2.6.2. Çevresel Faktörler

Bireylerin vergi bilinç ve vergi ahlakları üzerinde belirleyici olabilen faktörlerden bir diğeri de çevresel faktörlerdir. Çünkü bireylerin vergi konusundaki düşünceleri üzerinde sadece bireysel faktörlerin etkili olduğunu düşünmek eksik ve yanlış olur. Mükellef davranışlarını daha iyi çözümleyebilmek ve anlamak adına bireysel ve çevresel faktörleri birlikte değerlendirmek daha doğru olacağı için, çevresel faktörler başlığı altında vergi idaresi ve vergi sisteminden kaynaklanan faktörler incelenecektir.

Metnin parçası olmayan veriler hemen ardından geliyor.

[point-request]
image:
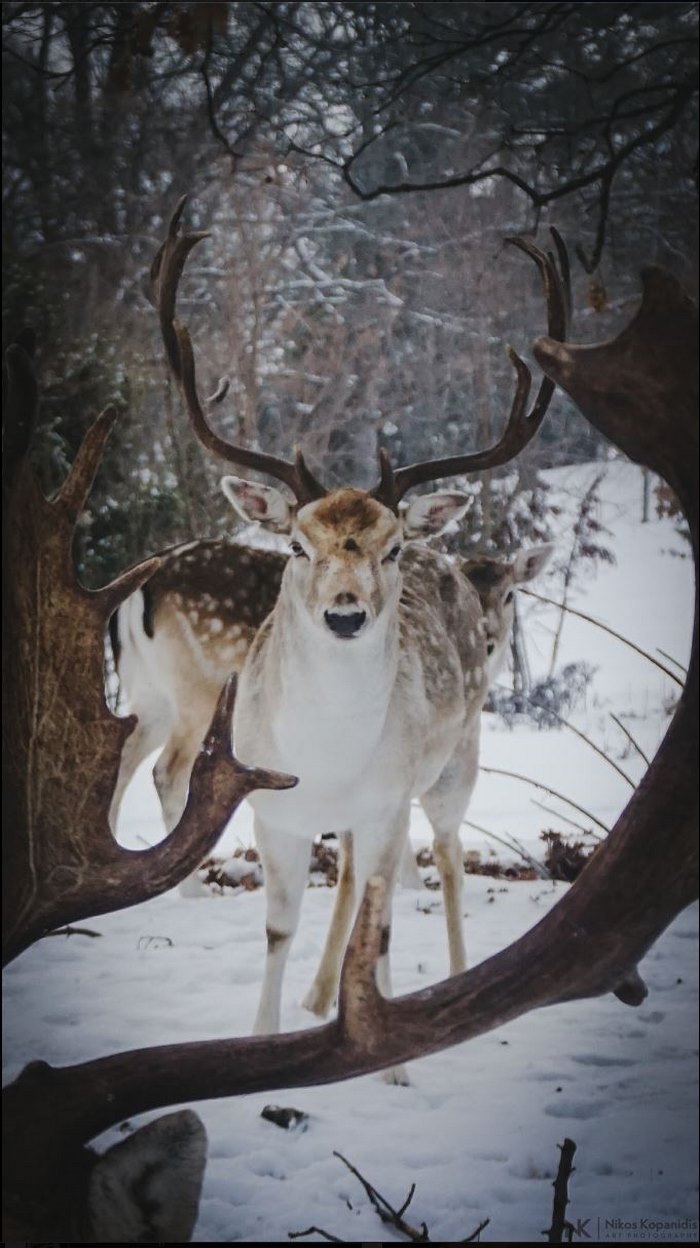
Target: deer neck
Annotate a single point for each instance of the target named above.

Çevre faktörü, mükelleflerin vergi ahlakının biçimlenmesinde de önem arz etmektedir. Mükellef hem yaşadığı sosyal çevreden etkilendiği gibi, yaşadığı sosyal çevreyi de etkileyebilmektedir. Devlete duyulan güvenin sarsıldığı bir ortam da bireylerin birbirini etkilemesiyle vergiye karşı önyargılı davranışlar artacaktır. Ya da dürüst davranılan bir toplumda vergi kaçırmanın vergi ahlakına ters düştüğünü düşünülmesi vergi kaybının azalmasına neden olacaktır(Gökbunar vd., 1998: 81).

2.6.2.1. Vergi Afları

Af genel olarak suça ait olayların unutulmasına yönelik bir işlemdir. Mali af kavramı ise vergi yasalarına aykırı hareket edenlere karşı uygulanan yaptırımların, ortadan kaldırılması olarak tanımlanabilir (Keleş, 2002: 76-77).

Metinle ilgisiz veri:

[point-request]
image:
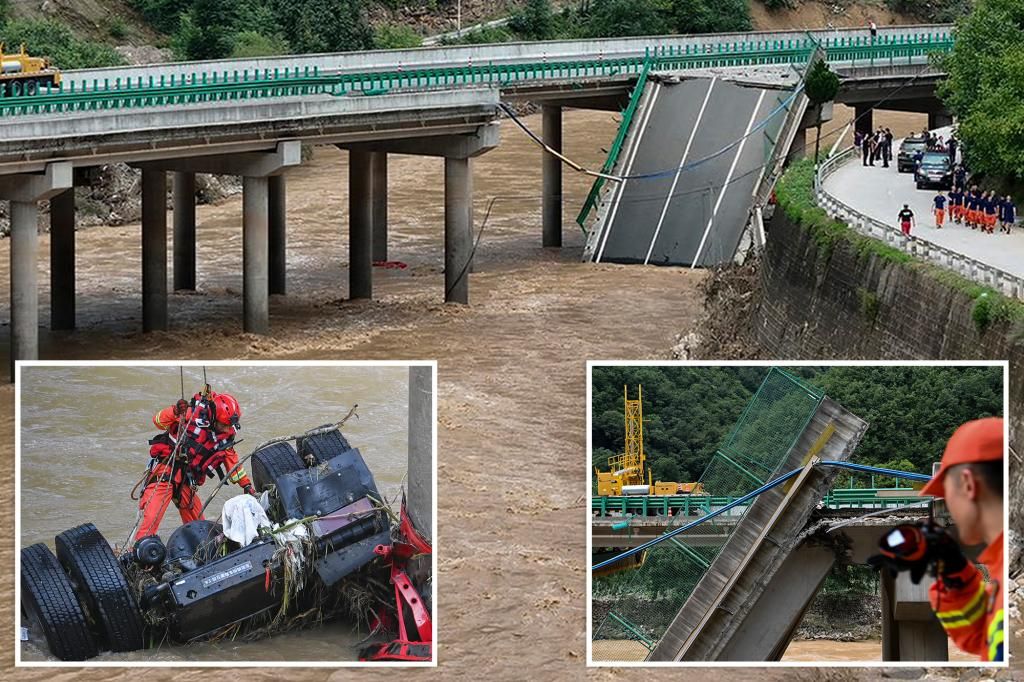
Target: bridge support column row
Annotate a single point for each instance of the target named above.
(552, 177)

Vergi affı, devletin kendi yetkisini kullanarak çıkardığı kanunla, vergi kanunlarına aykırı hareket edenlere uyguladığı idari ve hukuki yaptırımları ortadan kaldırması ve alacak hakkından vazgeçmesidir.

Vergi afları, mükellefin geçmiş hatalarını temizleyerek vergiye olan itaatlerini arttırır ve zamanında ödeyemediği vergi borçları sebebiyle karşılaştığı parasal veya cezai kovuşturmalardan kısmen veya tamamen kurtulma imkânı verir. Vergi aflarıyla, vergi mükelleflerine genelde belli yıllarda vergi beyannamesini bir kez daha inceleme imkânı sağlanır. Bu sayede mükellefler, daha önceki beyanlarında kaçırdığı vergiyi öderken, değişiklik yapma ayrıcalığına da sahip olurlar.

Vergi afları, özellikle siyasi, mali ve ekonomik bunalımın ardından hükümetlerin acil gelir yaratabilmek için başvurduğu bir yöntemdir. Bu sayede geçici bir gelir kaynağı yaratılır.

Vergi affı kısa dönemde vergi gelirlerini arttırdığı için genellikle ekonomik nedenlere dayanır. Fakat vergi affı ekonomik nedenlerin dışında hukuki, siyasi, idari ve teknik nedenlere de dayanabilir. Her ne gerekçeyle olursa olsun vergi affı uygulamaları toplumda bir kesim tarafından olumlu karşılanırken, diğer bir kesim tarafından ise olumsuz karşılanabilmektedir (Savaşan, 2006: 41-44).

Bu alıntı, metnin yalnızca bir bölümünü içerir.